I asked about the history of the past century. This was my main interest, I told Pamela: the American era. She got very quiet and searched the room. Nothing. It was as though in 1917, the long arc of history screeched to a halt, skid marks on the timeline. Money’s tight, Pamela explained, adding that she knew they had work to do. She was a recent hire, the only full-time employee. Some grant funding was starting to come in. I felt bad for her, and silently tried to come up with fund-raising schemes: Sell Tap Huis T-shirts! Get a kiddie pool and reenact colonial battles with little toy ships!
I walked away jarred, bewildered, and disappointed. That night, I ate dinner at one of the handful of restaurants open in the evening—most, along with nearly all the shops in central Charlotte Amalie, close down after the cruise ships leave in late afternoon—and moped over a beer and a burger. These past few days, I’d alternated between wide-eyed touristic wonder and a pronounced unease, from the safety concerns to the ever-present signs of the culture-skewing effects of tourists like me to . . . well, whatever was going on at the Saint Thomas Historical Trust. And I hoped that when I flew to Saint Croix the next day, I’d find something different. I finished my meal and sprinted back up the hill, past shuttered Main Street, to the Crystal Palace, where Ronnie was waiting on the porch.
“So,” he asked, “did you learn anything today?”
THE EARLY DAYS of the American takeover, as it happens, don’t make for an especially cheery, vacationer-education history lesson.

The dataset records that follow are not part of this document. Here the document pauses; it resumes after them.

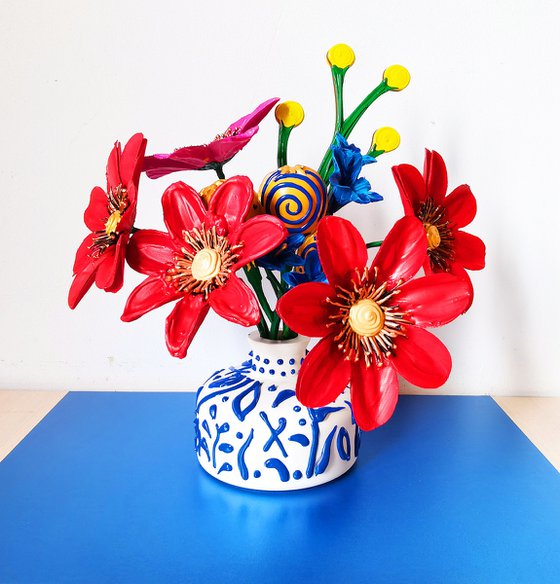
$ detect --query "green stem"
[276,122,294,168]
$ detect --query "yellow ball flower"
[371,126,401,152]
[383,65,410,91]
[327,44,356,69]
[274,101,305,128]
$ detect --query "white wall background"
[0,0,560,395]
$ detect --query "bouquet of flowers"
[68,45,485,430]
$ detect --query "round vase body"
[195,332,360,491]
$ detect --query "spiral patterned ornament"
[259,165,327,234]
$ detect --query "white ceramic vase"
[195,332,360,491]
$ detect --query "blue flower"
[329,134,383,212]
[255,233,305,272]
[282,249,327,288]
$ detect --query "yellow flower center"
[191,248,222,282]
[424,223,441,249]
[348,298,385,337]
[105,211,122,235]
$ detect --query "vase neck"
[249,331,309,383]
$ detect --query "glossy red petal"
[372,216,428,283]
[208,274,261,326]
[68,262,97,309]
[391,326,451,388]
[394,273,471,327]
[453,231,486,270]
[228,215,288,271]
[95,235,128,292]
[121,276,182,322]
[424,150,447,205]
[126,229,176,275]
[208,176,253,231]
[317,215,368,286]
[120,133,147,186]
[276,282,336,337]
[444,185,476,229]
[449,263,474,312]
[84,187,109,231]
[72,233,95,274]
[392,164,426,215]
[453,231,486,270]
[350,361,399,430]
[296,335,351,408]
[161,182,208,244]
[165,294,209,359]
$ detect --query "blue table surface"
[0,393,560,584]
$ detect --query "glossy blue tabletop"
[0,393,560,584]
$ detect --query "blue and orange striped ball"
[259,165,327,234]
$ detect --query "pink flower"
[143,97,278,178]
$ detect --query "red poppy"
[277,216,469,430]
[393,150,486,306]
[144,97,278,178]
[121,176,287,358]
[68,134,146,308]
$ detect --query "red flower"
[121,176,287,358]
[144,97,278,178]
[393,150,486,306]
[278,216,469,430]
[68,134,146,308]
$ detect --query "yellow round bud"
[371,126,401,152]
[274,101,305,128]
[327,44,356,69]
[383,65,410,91]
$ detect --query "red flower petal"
[72,233,96,274]
[276,282,336,337]
[208,274,261,326]
[317,215,368,285]
[68,262,97,309]
[208,176,253,231]
[392,164,426,215]
[372,217,428,283]
[121,276,182,322]
[453,231,486,270]
[391,326,451,388]
[444,185,476,229]
[424,150,447,205]
[120,133,147,186]
[395,273,471,327]
[228,215,288,271]
[126,229,175,275]
[165,294,210,359]
[95,235,128,292]
[161,182,207,240]
[84,187,109,231]
[296,335,351,408]
[350,361,399,430]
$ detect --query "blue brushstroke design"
[336,427,350,460]
[231,381,262,422]
[264,458,290,483]
[288,434,309,446]
[259,412,288,458]
[305,406,344,479]
[237,428,253,481]
[272,389,296,408]
[212,422,229,468]
[315,426,338,476]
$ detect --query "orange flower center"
[165,225,243,298]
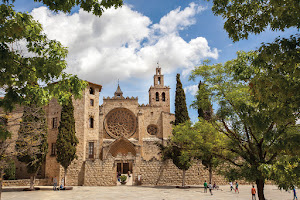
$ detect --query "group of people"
[53,177,66,191]
[117,170,131,182]
[204,180,298,200]
[204,180,219,195]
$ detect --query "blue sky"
[11,0,298,121]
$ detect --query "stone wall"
[3,179,52,186]
[134,158,227,185]
[84,157,117,186]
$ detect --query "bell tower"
[149,66,170,112]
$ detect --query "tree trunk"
[182,170,185,187]
[0,170,3,200]
[30,174,35,190]
[256,179,265,200]
[64,168,68,187]
[208,166,212,183]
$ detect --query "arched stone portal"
[107,137,138,185]
[108,137,136,157]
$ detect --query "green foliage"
[0,116,11,142]
[16,104,48,174]
[120,175,127,182]
[191,52,300,199]
[191,81,213,120]
[174,74,190,125]
[0,4,86,111]
[3,160,16,180]
[192,118,226,175]
[212,0,300,41]
[212,0,300,122]
[56,97,79,170]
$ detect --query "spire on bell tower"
[149,62,170,112]
[114,79,123,98]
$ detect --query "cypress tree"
[16,103,48,190]
[174,74,190,125]
[197,81,212,121]
[56,97,79,185]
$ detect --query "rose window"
[147,124,158,135]
[105,108,136,138]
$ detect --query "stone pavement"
[2,185,300,200]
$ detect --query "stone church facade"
[0,67,224,186]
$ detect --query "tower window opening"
[90,87,95,94]
[155,92,159,101]
[89,142,94,158]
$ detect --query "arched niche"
[108,137,136,157]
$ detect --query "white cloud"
[184,85,198,96]
[31,3,218,84]
[153,3,204,34]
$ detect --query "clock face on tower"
[104,108,137,139]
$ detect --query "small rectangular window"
[89,117,94,128]
[52,117,57,129]
[89,142,94,158]
[90,99,94,106]
[51,143,56,156]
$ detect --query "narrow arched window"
[89,117,94,128]
[90,87,95,94]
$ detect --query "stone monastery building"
[2,67,225,186]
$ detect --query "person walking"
[251,185,256,200]
[208,182,212,195]
[53,177,57,190]
[204,180,207,193]
[234,182,240,193]
[293,186,298,200]
[229,181,233,191]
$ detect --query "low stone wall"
[134,158,228,185]
[3,179,52,186]
[84,159,116,186]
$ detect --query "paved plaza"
[2,185,299,200]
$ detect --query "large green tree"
[212,0,300,116]
[191,81,213,121]
[56,97,79,185]
[16,103,48,190]
[192,118,225,183]
[174,74,190,125]
[159,121,196,187]
[0,4,85,110]
[0,115,12,199]
[192,52,300,200]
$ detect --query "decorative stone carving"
[147,124,158,135]
[104,108,137,139]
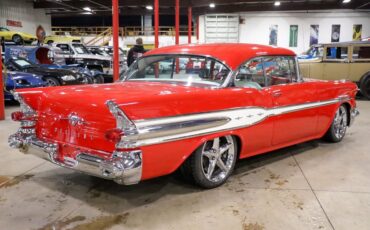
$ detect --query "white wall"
[199,10,370,53]
[0,0,51,35]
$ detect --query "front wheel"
[324,105,348,143]
[360,75,370,100]
[182,136,238,189]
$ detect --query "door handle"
[272,91,282,97]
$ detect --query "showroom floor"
[0,101,370,230]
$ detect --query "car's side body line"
[117,96,350,148]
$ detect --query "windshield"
[121,55,230,87]
[72,44,90,54]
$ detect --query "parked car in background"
[87,46,128,72]
[3,71,46,101]
[0,27,37,44]
[299,41,370,99]
[9,44,358,188]
[53,43,113,83]
[5,57,89,86]
[44,35,82,45]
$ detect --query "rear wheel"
[360,75,370,100]
[325,105,348,143]
[45,77,60,86]
[182,136,238,188]
[12,34,23,44]
[93,74,104,84]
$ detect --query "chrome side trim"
[116,97,349,148]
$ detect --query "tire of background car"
[45,77,60,86]
[93,74,104,84]
[12,34,23,45]
[360,73,370,100]
[324,104,349,143]
[180,136,238,189]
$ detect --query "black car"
[5,57,89,86]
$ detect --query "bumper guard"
[8,132,142,185]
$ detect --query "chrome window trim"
[120,53,233,88]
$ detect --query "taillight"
[105,129,123,143]
[11,111,36,121]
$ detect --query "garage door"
[205,14,239,43]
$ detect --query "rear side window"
[234,56,298,89]
[352,46,370,59]
[326,47,348,60]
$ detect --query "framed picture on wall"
[352,24,362,41]
[289,25,298,47]
[310,25,319,46]
[269,25,278,46]
[331,25,340,42]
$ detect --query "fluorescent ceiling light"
[82,6,92,12]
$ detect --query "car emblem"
[68,113,85,126]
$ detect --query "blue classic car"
[3,71,46,101]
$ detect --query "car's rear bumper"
[8,132,142,185]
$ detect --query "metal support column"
[112,0,119,81]
[154,0,159,48]
[0,38,5,120]
[188,6,193,44]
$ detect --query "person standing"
[127,38,145,66]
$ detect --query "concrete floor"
[0,101,370,230]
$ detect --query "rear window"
[352,46,370,59]
[326,47,348,59]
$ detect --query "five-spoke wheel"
[325,105,348,142]
[182,136,238,188]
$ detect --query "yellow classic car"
[298,41,370,100]
[0,27,37,44]
[44,35,82,45]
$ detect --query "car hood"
[26,67,76,77]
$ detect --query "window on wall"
[326,47,348,60]
[352,46,370,59]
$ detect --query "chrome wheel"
[201,136,237,183]
[333,106,348,139]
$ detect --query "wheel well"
[342,102,351,126]
[231,135,242,159]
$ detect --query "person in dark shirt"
[127,38,145,66]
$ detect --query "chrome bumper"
[349,107,360,126]
[8,132,142,185]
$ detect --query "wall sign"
[6,19,23,27]
[331,25,340,42]
[310,25,319,46]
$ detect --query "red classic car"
[9,44,358,188]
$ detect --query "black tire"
[181,136,238,189]
[12,34,23,45]
[44,77,60,87]
[324,105,349,143]
[93,74,104,84]
[360,75,370,100]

For the United States, the appeal of the USVI was its utility as a coaling station and vantage point for monitoring the Panama Canal. The Navy officially ran the islands for the first decade after the transfer, and its general attitude toward Virgin Islanders was: What gall of these savage people, to intrude on our islands. Stories of Marines harassing black locals, including children, were commonplace, and public appeals for intervention by the Washington-appointed territorial governors were met with dismissals. In 1918, Governor James Oliver described one complainant as “a sort of half-witted negro . . . constantly causing agitation amongst the ignorant class.” There were some positive developments, to be sure: the Navy improved the local hospitals, sanitation, and access to clean water. Death rates dropped by nearly half. But even beyond the racism and treatment of Virgin Islanders as second-class citizens, the transition proved detrimental in other ways, including the decline of agricultural cultivati
on by almost two-thirds. The economy plummeted.
Add it all up and it’s clear that while the Navy may not have had pith helmets and bullwhips, this was still Colonialism 2.0. The bigger question is: When did the USVI stop being a colony?
Was it in 1927, when Virgin Islands residents were finally granted U.S. citizenship and governance transferred to a civilian—though still presidentially appointed—administration? Was it 1931, when President Herbert Hoover became the first American president to visit the islands since the transfer? Hoover’s visit is still remembered here, with frustration and anger. He decreed the USVI “an effective poorhouse,” adding that, “Viewed from every point except remote naval contingencies, it was unfortunate that we ever acquired these islands.” The islands were struggling, it’s true, but Hoover’s derision ignored external factors: the world economy was reeling after the 1929 stock market crash, and a hurricane followed by a drought had tag-teamed to all but wipe out the islands’ sugar plantations. Hoover’s assessment would shade the islands’ collective mood and political outlook for decades. Archibald Alphonso Alexander, who was appointed governor in 1954, called Virgin Islanders “wards of the state,” and his successor, Walter A. Gordon, characterized his constituents as lazy and standoffish.